Try the Workflow Component

I have converted my workflow to 80% workflow components, and it seems to massively mitigate the issue. image

I suspect that converting to 100% workflow components will eliminate the issue entirely, but it takes some time to set up.

ltdrdata commented 5 months ago

It seems that based on the current discussion, there might be a part where processing time increases exponentially as the workflow becomes larger.

whmc76 commented 5 months ago

It seems that based on the current discussion, there might be a part where processing time increases exponentially as the workflow becomes larger.

It looks like this, which causes every simple node to run exponentially slower, including seed, simple math, get size, load image, crop image, these tasks that were originally completed in an instant now take a few seconds to complete, only ksampler seems to be the only normal, and it will return to normal when the process is repeated for the second time, but when I replace and load another image, everything goes bad again. I've tried disabling or replacing most of the components with the same function, but nothing has solved the problem.

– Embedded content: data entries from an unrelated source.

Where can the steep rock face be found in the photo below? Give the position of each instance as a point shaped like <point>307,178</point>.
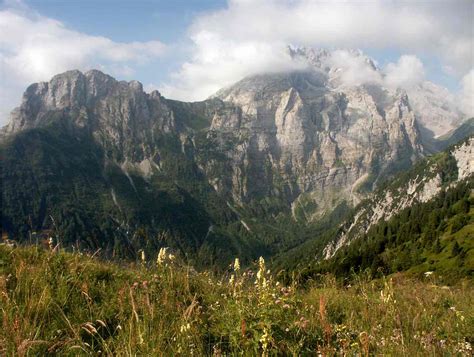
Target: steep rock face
<point>119,115</point>
<point>442,171</point>
<point>435,108</point>
<point>305,138</point>
<point>292,135</point>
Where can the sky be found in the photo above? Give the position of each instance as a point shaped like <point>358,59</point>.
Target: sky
<point>190,49</point>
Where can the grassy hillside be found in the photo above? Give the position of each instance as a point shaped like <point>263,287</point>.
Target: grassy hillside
<point>60,303</point>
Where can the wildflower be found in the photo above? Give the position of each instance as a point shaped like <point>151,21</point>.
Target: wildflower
<point>50,243</point>
<point>265,340</point>
<point>185,328</point>
<point>236,265</point>
<point>160,260</point>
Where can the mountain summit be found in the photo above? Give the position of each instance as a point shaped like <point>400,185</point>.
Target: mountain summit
<point>115,165</point>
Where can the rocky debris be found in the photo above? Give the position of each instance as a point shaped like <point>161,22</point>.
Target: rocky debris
<point>421,189</point>
<point>282,135</point>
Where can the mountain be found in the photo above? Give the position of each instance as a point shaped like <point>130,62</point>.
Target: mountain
<point>253,170</point>
<point>421,184</point>
<point>421,221</point>
<point>435,109</point>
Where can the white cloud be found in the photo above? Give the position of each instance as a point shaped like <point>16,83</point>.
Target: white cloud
<point>248,36</point>
<point>467,94</point>
<point>406,73</point>
<point>354,68</point>
<point>34,48</point>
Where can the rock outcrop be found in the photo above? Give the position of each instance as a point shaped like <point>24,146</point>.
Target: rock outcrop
<point>289,135</point>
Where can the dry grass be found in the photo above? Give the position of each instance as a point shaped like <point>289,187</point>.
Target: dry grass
<point>65,304</point>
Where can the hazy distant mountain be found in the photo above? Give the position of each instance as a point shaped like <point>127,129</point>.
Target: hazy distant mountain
<point>108,165</point>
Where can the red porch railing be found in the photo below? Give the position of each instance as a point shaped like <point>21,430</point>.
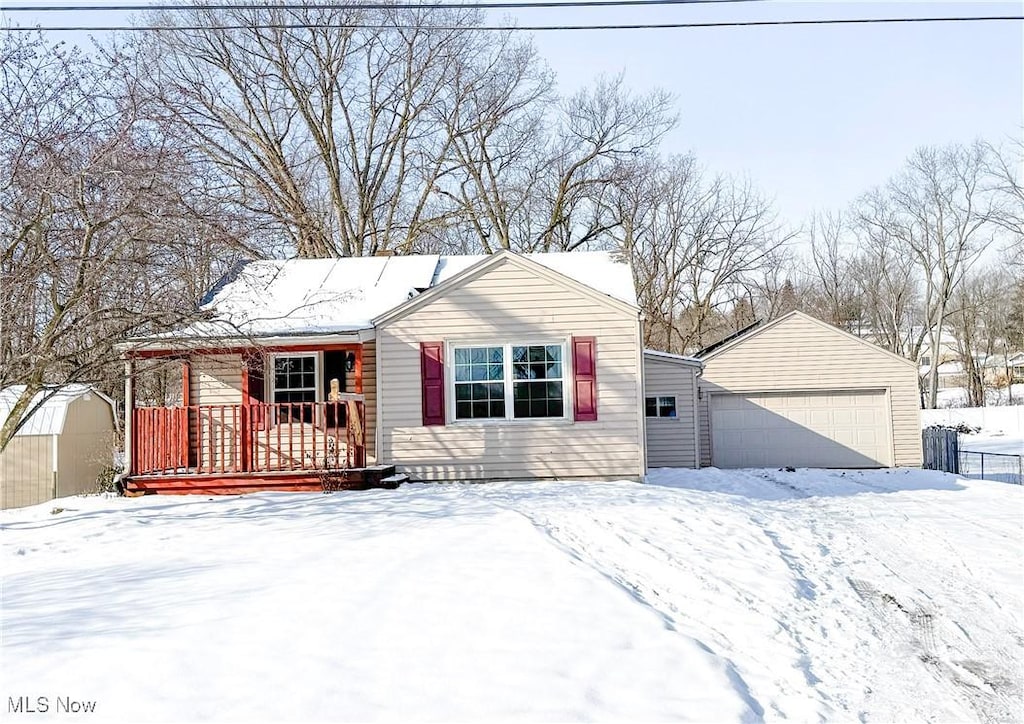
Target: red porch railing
<point>243,438</point>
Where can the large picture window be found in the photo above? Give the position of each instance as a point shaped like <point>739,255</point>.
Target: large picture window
<point>509,382</point>
<point>537,381</point>
<point>660,407</point>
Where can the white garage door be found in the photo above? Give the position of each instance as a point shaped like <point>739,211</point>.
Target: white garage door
<point>801,429</point>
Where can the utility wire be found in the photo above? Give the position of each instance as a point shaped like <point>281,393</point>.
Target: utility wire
<point>508,28</point>
<point>462,5</point>
<point>357,5</point>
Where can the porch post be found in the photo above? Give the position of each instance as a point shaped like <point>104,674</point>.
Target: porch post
<point>358,370</point>
<point>129,415</point>
<point>244,419</point>
<point>185,401</point>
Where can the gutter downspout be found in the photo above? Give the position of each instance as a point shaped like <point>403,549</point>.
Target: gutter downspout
<point>119,479</point>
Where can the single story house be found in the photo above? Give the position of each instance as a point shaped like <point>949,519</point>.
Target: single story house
<point>435,368</point>
<point>61,449</point>
<point>797,391</point>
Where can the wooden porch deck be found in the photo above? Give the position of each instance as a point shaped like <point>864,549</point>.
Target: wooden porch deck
<point>193,482</point>
<point>231,449</point>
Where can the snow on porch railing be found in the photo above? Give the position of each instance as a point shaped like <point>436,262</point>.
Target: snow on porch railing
<point>250,438</point>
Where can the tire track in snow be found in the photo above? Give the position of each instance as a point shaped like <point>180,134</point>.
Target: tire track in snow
<point>941,644</point>
<point>630,539</point>
<point>649,572</point>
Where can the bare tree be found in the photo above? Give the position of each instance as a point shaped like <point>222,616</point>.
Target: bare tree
<point>95,221</point>
<point>830,291</point>
<point>698,248</point>
<point>935,212</point>
<point>341,125</point>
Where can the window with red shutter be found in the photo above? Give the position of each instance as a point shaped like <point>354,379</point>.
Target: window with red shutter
<point>432,379</point>
<point>585,378</point>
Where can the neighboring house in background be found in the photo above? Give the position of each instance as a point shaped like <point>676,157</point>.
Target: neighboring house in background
<point>440,368</point>
<point>60,450</point>
<point>797,391</point>
<point>993,371</point>
<point>1016,366</point>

whmc76 commented 5 months ago

Workflow Component

Workflow Component This looks like a very cool tool, I will try it, but I still hope this tool is used to build my project better, not to solve problems. This hidden danger needs to be solved sooner or later

poisenbery commented 5 months ago

a part where processing time increases exponentially as the workflow becomes larger.

Yes, exactly this.

@whmc76 I think it would be good to edit the title "Node processing increases exponentially for large workflows" so that the issue is more clear (and gets the attention it needs).